Michał Mazurek - Neron-Honda
Gratulacje dla Pinio. To on jak chyba żaden inny kierowca w stawce zasłużył na wygranie wyścigu po dokonaniu ogromnego postępu w czasie sezonu . Ładny wyścig w wykonaniu Jima i Jacka. Jeśli chodzi o zespół Neron - mieliśmy duże kłopoty z układem przeniesienia napędu. Mój wóz odmówił posłuszeństwa na starcie, a Michał nie dysponował taką mocą jaką powinien . Najadłem się sporo strachu gdy mój samochód zatrzymał się na środku prostej startowej i inni kierowcy zaczęli omijać mnie z wielką prędkością. Gdy zobaczyłem w lusterku pędzący w moją stronę bolid VD Clanu zamknąłem tylko oczy czekając na uderzenie. Na szczęście Remigiusz zdołał uniknąć tragedii, rozbił jednak swój wóz.
Alberto Capello - szef zespołu DeTomaso F1 Team
Nasi zawodnicy zdobyli 3 punkty i nie udało nam się wskoczyć na trzecie miejsce w generalce... Wyścig był bardzo zacięty, a zaskoczyła nas forma Pinio Mazdy, Jima DiGriza oraz Jacka Grali. Widać, że ostatni wyścig sezonu, bardzo im się udał. Mam nadzieję, że w przyszłości będą równie konkurencyjni.
Andreas Nemik - kierowca DeTomaso F1 Team
Udało mi się zdobyć 2 punkty i zrównać się w klasyfikacji kierowców z Grzegorzem Wieckiem. Tak wiec nie jest źle. Szkoda ze zespołowo nie udało się także być trzecim zespołem, ale cóż... Za rok nowe nadzieje i nowe szanse... Na przyszły sezon jestem dosyć optymistycznie nastawiony. Mam nadzieję, że wraz z nowym partnerem stworzymy zgrany zespół.

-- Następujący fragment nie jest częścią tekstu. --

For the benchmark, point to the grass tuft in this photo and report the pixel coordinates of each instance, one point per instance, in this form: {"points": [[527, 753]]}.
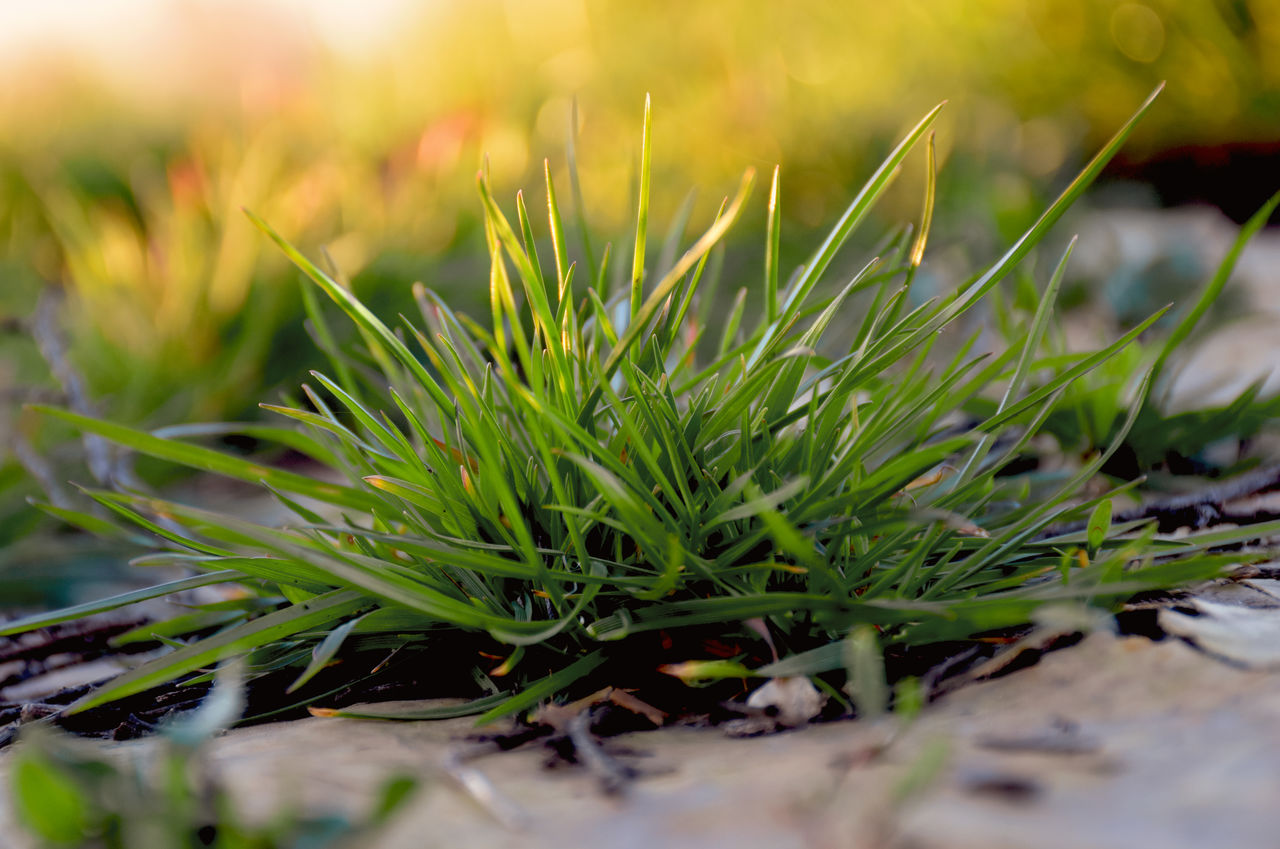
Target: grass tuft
{"points": [[595, 465]]}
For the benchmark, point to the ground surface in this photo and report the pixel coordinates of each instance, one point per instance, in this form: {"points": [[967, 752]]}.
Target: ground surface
{"points": [[1114, 743]]}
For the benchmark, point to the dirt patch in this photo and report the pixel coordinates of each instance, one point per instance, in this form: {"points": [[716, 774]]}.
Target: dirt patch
{"points": [[1115, 743]]}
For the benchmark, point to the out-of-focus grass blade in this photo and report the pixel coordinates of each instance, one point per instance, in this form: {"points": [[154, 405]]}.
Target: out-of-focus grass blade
{"points": [[208, 460], [641, 214], [114, 602], [291, 620], [543, 688]]}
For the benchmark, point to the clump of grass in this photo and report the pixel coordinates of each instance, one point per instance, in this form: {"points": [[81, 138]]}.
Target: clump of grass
{"points": [[593, 464]]}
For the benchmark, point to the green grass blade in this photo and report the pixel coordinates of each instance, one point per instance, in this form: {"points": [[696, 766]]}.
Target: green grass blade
{"points": [[641, 213], [264, 630], [114, 602], [214, 461]]}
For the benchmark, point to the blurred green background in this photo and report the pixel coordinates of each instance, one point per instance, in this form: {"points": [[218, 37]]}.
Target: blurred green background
{"points": [[129, 138]]}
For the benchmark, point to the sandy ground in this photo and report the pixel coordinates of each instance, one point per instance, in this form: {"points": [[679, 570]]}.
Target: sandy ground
{"points": [[1115, 743]]}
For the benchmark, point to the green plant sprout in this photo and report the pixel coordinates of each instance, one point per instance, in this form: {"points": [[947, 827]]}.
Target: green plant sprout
{"points": [[1093, 409], [593, 465]]}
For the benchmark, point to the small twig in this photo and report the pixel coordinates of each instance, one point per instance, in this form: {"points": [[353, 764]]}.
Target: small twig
{"points": [[615, 776], [1197, 509], [476, 785]]}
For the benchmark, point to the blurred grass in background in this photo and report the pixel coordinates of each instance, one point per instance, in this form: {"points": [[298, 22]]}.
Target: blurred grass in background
{"points": [[122, 178]]}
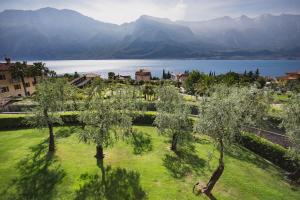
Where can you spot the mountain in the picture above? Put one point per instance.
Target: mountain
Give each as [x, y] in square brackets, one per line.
[50, 33]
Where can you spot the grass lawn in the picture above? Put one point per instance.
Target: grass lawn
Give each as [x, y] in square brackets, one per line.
[147, 168]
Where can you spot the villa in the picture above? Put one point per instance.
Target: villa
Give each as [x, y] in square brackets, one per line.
[142, 75]
[11, 87]
[290, 76]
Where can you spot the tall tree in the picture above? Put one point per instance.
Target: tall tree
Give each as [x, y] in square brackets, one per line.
[291, 123]
[172, 118]
[48, 104]
[191, 81]
[106, 119]
[223, 115]
[19, 71]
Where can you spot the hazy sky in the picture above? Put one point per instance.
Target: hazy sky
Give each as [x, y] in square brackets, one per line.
[120, 11]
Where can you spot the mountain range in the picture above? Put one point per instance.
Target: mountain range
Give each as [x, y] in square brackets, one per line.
[49, 33]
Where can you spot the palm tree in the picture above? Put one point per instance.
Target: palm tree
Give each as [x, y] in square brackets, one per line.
[19, 71]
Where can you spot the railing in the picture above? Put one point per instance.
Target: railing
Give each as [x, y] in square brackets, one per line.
[271, 136]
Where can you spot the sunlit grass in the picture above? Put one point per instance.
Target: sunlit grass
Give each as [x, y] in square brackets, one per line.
[163, 175]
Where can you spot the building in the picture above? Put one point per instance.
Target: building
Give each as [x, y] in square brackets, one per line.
[181, 77]
[84, 80]
[122, 77]
[290, 76]
[142, 75]
[11, 87]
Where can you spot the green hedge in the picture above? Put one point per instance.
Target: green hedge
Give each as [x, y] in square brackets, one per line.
[268, 150]
[68, 119]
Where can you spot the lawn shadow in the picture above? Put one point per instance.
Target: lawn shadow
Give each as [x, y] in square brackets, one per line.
[64, 132]
[112, 184]
[184, 162]
[142, 142]
[243, 154]
[39, 172]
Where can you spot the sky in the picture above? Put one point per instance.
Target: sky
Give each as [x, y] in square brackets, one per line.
[121, 11]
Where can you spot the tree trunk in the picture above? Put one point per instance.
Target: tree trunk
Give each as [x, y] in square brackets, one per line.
[24, 87]
[99, 152]
[217, 173]
[51, 138]
[51, 134]
[174, 142]
[295, 176]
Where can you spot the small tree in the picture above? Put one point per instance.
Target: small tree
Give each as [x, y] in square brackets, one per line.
[291, 123]
[172, 118]
[224, 114]
[48, 103]
[105, 119]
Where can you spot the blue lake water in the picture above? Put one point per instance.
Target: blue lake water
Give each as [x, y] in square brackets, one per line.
[128, 67]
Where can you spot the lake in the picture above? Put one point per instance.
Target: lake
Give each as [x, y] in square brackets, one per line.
[128, 67]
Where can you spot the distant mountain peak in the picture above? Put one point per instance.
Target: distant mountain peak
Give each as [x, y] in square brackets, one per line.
[151, 18]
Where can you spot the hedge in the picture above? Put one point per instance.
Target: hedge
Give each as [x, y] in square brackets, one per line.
[68, 119]
[268, 150]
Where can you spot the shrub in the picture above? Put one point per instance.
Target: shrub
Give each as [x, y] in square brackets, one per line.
[268, 150]
[68, 119]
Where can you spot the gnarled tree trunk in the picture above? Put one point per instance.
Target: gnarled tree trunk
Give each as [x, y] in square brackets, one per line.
[51, 134]
[24, 86]
[99, 152]
[174, 142]
[217, 173]
[295, 176]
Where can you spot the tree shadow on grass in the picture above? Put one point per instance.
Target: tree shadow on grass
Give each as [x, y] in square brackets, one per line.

Marcin Sygut - kierowca DeTomaso F1 Team
Przede wszystkim chciałem podziękować całemu zespołowi, który bardzo pomógł mi zdobyć punkty w moim ostatnim wyścigu dla DeTomaso. Mechanicy wykonali dobra robotę. Szybki pit spot pomógł mi awansować na 8 miejsce i dowieść punkty dla zespołu. To był ciężki wyścig i bardzo ciężki sezon. Niestety nie udało się, ani mi, ani Nemikowi wygrać wyścigu. A następny sezon będzie jeszcze większym wyzwaniem.